Adrien Quatennens : la chute est douloureuse pour les commissaires politiques

Alors, ça y est, il est sorti du silence. Via Twitter, en l’occurrence, véhicule de tous les bavardages de la micro-société  sous l’œil bienveillant des médias. Adrien Quatennens était en train de se séparer de sa femme, qui voulait le quitter après treize ans de vie commune. Disputes, ton qui monte, coude qui se cogne contre un mur, bref, la vie d’un couple moyen dans un pays où deux tiers des unions se terminent par un divorce. Et puis, bon, tout de même, il y a cette histoire de gifle qui n’est pas tout à fait du ressort de la vie d’un couple moyen, n’en déplaise aux compteuses de féminicide et de violences-faites-aux-femmes.

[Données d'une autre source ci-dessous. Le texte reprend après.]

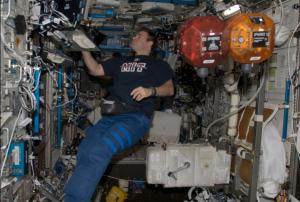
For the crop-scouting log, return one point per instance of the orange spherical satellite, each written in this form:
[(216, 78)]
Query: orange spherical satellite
[(200, 41), (250, 37)]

Dans un « contexte d’extrême tension », Adrien Quatennens a mis une mandale à sa compagne. Celle-ci a déposé une main courante. Qu’aurait-on dit si l’élu avait été LR, voire RN ? Violence systémique, société patriarcale, réification des femmes, le combat continue, etc. Sandrine Rousseau aurait peut-être réclamé son émasculation immédiate, ou plutôt la déconstruction écoresponsable des attributs de sa virilité oppressive. Mais là, c’est le malaise. Depuis que LFI a délaissé le bolchevisme chic, seul Mélenchon, avec ses vestes de travail et son triangle rouge, persiste à incarner avec talent son fonds de commerce et l’air du temps. Et pour vendre l’air du temps à ceux qui y vivent, il faut être un excellent commercial. Il ne faut pas être en retard d’un seul combat. Indigénisme, écologie, féminisme, droits des LGBT, antiracisme, décolonialisme : il faut veiller à ne rien rater et faire un perpétuel grand écart entre (par exemple, au hasard) la prosternation devant le machisme des banlieues, d’une part, et la défense des positions « féministes » les plus haineuses des hommes, les plus « déconstructrices » et les plus stupides, d’autre part.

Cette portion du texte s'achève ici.